`Loving': A powerfully intense true story from Poland

            Maria and Tomek are a contemporary Polish power couple.  She has an important job in promotion and development with the city council, and she’s great at it.  Handsome hubby Tomek is a successful architect, looking for more municipal contracts. They’ve got financial stability, a nifty new house, and they clearly love each other.  She’s pregnant---very pregnant, in fact, just a few weeks from delivery.  What could derail their happy train to a bright future?

            Her powerful boss, the Mayor.  He has been pestering her with emails and inappropriate text messages (“I wish it was my baby,” says one).  Lately, he seems to be more obsessed---even openly, at parties---and has now started stalking her.  It’s freaking her out.

            “Can’t you see he’s hitting on me?” she complains one night to the sweetly attentive Tomek, but he laughs it off: “What’s wrong with him finding you attractive?  I sure do!”
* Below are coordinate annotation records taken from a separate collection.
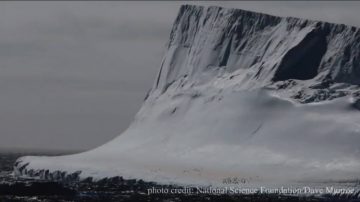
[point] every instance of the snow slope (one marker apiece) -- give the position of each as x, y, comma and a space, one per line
238, 94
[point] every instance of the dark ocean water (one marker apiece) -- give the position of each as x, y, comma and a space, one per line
113, 189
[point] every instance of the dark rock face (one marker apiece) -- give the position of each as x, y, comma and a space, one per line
303, 60
272, 49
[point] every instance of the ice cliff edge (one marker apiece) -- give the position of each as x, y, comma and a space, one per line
264, 50
226, 102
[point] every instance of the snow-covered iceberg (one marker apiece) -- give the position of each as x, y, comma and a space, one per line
267, 99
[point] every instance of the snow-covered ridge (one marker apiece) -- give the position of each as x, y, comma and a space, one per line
225, 104
264, 50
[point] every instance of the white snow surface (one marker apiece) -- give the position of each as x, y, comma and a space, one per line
208, 118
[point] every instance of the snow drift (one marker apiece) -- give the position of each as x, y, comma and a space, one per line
268, 99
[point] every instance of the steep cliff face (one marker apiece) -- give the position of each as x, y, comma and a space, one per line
226, 104
269, 50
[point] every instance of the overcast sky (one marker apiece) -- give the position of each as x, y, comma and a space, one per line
73, 74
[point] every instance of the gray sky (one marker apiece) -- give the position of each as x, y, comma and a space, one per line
73, 74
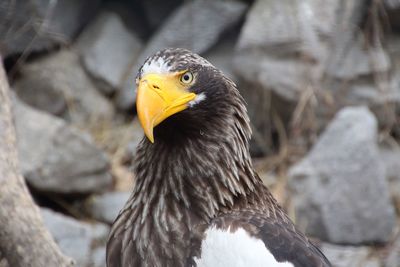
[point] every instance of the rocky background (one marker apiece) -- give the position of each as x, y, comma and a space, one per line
322, 82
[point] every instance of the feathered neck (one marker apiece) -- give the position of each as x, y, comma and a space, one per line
180, 187
203, 172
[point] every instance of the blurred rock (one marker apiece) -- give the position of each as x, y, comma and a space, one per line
57, 158
106, 207
57, 83
108, 51
195, 25
280, 48
99, 257
392, 10
36, 25
221, 55
157, 10
349, 256
287, 27
393, 258
358, 59
75, 238
391, 160
340, 193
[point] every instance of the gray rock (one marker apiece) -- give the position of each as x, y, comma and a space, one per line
196, 25
36, 25
281, 53
340, 193
350, 256
287, 27
99, 257
58, 158
157, 10
106, 59
393, 258
357, 59
392, 9
391, 160
222, 54
75, 238
57, 83
106, 207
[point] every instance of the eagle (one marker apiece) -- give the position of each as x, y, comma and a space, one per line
197, 199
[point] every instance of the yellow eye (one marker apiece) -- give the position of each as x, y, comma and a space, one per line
187, 77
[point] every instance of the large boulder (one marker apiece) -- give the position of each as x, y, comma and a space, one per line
58, 84
196, 25
57, 158
107, 60
350, 256
280, 44
340, 192
75, 238
35, 25
391, 159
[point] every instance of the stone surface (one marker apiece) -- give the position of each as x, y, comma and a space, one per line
75, 238
157, 10
280, 46
58, 84
392, 9
350, 256
55, 157
99, 257
106, 207
108, 50
339, 189
285, 26
222, 54
36, 25
196, 25
357, 59
391, 160
393, 257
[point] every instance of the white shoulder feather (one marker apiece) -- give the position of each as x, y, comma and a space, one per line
235, 249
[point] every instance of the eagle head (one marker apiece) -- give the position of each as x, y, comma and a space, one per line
180, 92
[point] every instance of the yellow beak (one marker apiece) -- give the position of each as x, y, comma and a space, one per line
158, 97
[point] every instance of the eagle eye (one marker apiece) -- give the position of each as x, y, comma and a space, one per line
187, 77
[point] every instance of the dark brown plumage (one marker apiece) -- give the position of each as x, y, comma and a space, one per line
198, 173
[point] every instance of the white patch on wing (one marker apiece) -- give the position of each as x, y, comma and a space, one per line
157, 66
200, 97
235, 249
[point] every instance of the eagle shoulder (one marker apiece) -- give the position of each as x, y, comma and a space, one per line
236, 248
249, 238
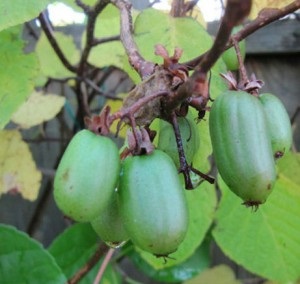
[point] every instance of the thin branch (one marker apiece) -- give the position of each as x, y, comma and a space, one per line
264, 18
92, 14
105, 39
104, 265
49, 34
101, 250
197, 84
86, 8
235, 13
143, 67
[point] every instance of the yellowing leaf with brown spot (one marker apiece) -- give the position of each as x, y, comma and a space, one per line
37, 109
221, 274
258, 5
18, 172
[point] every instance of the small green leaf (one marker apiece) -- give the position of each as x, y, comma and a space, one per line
18, 171
195, 264
51, 66
201, 204
74, 247
221, 274
266, 242
24, 260
17, 73
17, 12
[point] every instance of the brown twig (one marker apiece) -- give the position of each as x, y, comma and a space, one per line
235, 13
242, 68
143, 67
97, 41
92, 14
49, 34
104, 265
101, 250
266, 17
184, 167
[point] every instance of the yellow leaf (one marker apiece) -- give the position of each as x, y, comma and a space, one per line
258, 5
221, 274
37, 109
18, 172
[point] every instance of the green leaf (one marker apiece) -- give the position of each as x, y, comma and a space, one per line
17, 12
266, 242
17, 73
51, 66
221, 274
195, 264
24, 260
74, 247
201, 204
18, 170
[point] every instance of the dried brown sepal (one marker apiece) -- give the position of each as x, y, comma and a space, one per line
99, 124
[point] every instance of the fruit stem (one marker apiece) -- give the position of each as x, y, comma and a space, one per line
242, 69
184, 167
104, 265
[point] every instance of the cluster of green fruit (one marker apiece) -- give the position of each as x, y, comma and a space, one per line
248, 134
140, 198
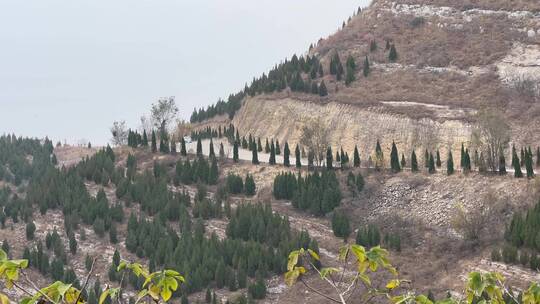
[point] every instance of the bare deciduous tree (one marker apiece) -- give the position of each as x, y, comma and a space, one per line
163, 112
315, 137
492, 134
119, 133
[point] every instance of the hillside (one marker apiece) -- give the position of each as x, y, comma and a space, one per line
341, 153
454, 58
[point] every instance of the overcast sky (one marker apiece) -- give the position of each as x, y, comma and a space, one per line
68, 69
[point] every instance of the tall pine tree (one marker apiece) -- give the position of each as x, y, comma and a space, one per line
267, 147
329, 158
145, 139
356, 157
379, 157
298, 157
529, 163
502, 163
431, 167
516, 163
212, 152
154, 143
235, 151
272, 159
254, 156
450, 163
393, 56
183, 150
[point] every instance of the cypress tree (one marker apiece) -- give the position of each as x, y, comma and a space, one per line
323, 91
329, 158
72, 244
173, 147
516, 164
379, 157
392, 56
145, 139
467, 167
431, 168
297, 156
356, 157
235, 152
221, 150
183, 150
349, 77
450, 163
538, 157
341, 225
251, 143
529, 164
212, 152
502, 163
476, 159
199, 147
272, 159
286, 154
482, 166
154, 144
254, 156
373, 46
344, 159
462, 161
314, 88
366, 67
394, 159
208, 297
213, 175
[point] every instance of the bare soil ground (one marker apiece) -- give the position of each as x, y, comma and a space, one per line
433, 256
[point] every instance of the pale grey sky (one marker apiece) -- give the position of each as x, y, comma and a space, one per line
68, 69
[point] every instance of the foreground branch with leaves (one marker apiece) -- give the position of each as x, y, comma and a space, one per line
481, 288
157, 287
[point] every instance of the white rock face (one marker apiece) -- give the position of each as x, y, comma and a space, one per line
522, 62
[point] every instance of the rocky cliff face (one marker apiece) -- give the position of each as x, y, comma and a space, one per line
455, 57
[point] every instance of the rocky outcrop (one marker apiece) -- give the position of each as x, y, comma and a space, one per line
351, 125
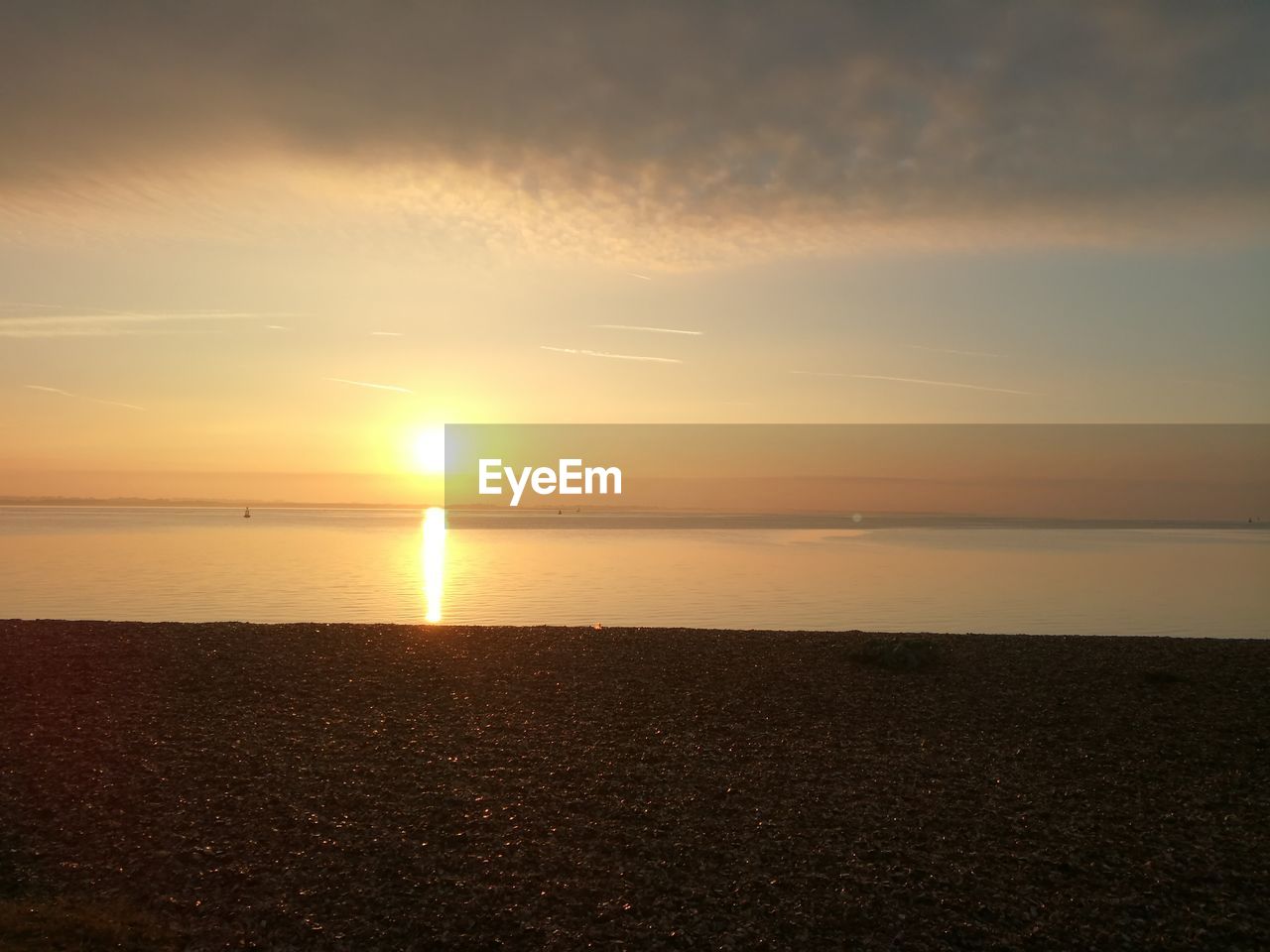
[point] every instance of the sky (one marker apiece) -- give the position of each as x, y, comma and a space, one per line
257, 249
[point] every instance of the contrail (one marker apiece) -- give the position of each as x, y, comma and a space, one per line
652, 330
915, 380
365, 384
107, 324
79, 397
615, 357
948, 350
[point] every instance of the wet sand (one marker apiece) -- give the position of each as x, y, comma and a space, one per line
388, 787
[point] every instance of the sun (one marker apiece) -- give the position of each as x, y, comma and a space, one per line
430, 449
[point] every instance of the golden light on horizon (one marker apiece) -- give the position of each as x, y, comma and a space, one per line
429, 451
432, 561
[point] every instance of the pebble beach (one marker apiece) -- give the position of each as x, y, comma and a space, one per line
232, 785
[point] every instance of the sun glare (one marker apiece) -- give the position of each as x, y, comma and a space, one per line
430, 449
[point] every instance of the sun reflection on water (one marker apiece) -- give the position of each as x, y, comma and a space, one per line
432, 561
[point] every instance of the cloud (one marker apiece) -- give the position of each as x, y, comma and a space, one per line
663, 131
366, 384
915, 380
615, 357
59, 391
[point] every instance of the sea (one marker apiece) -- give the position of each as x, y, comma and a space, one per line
421, 567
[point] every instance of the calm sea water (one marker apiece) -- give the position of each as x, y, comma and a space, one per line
151, 563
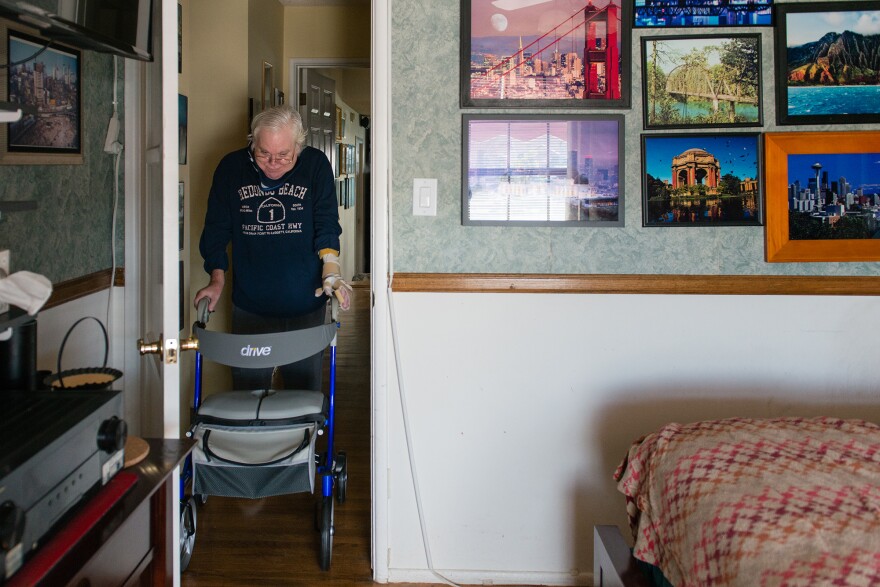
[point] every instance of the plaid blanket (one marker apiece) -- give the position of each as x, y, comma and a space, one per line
787, 501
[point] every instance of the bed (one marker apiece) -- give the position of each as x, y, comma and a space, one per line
748, 502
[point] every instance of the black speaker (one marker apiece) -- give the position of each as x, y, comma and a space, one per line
18, 358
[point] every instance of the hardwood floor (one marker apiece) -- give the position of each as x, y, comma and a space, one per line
273, 541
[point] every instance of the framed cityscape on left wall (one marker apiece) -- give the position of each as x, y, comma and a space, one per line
44, 80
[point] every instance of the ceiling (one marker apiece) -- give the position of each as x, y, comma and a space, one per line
325, 2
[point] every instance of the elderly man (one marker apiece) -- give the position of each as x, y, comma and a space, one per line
275, 200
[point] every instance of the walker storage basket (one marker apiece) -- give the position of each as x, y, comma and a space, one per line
257, 443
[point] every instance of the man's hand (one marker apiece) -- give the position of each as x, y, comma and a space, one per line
212, 291
334, 285
332, 282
            A terrible encounter soon proves it was no laughing matter.  Maria tries but fails to keep it a secret.  The birth of her child is followed by far more stress and post-partum depression than usual.  When Tomek inevitably discovers what happened, his wife---and whole life---seem to change.  Suspicion, and the cancer called jealousy, take over.  This couple and their marriage have been poisoned by a crime.

            Based on an actual (much-publicized) case in the Polish city of Olszytn, “Loving” is a powerfully intense, unsentimental drama, thanks to a trio of wonderfully subtle performances.  Julia Kijowska (Maria), Marcin Dorocinski (Tomek) and Adam Woronowicz (the slimy Mayor) convey their myriad mixed emotions more facially than verbally.

              Praise the Lord for the bottomless well of fine Polish films---arguably the best in Europe.  Director Slawomir Fabicki (a 2002 Oscar nominee for Best Live-Action Short) endows this beautiful feature with perfect pacing in what seems almost like real time, together with superb cinematography and a certain rare stunning silence: No cheesy mood music need apply---or to be found---here!    

            It’s not giving too much away to say that what could’ve been just another grim “blame the victim” cautionary tale ends on an uplifting eternal-maternal note of baptismal forgiveness: the taking away of original and unoriginal sin alike.

            No mean achievement.  No film more worth seeing in this year’s Three Rivers Film Festival.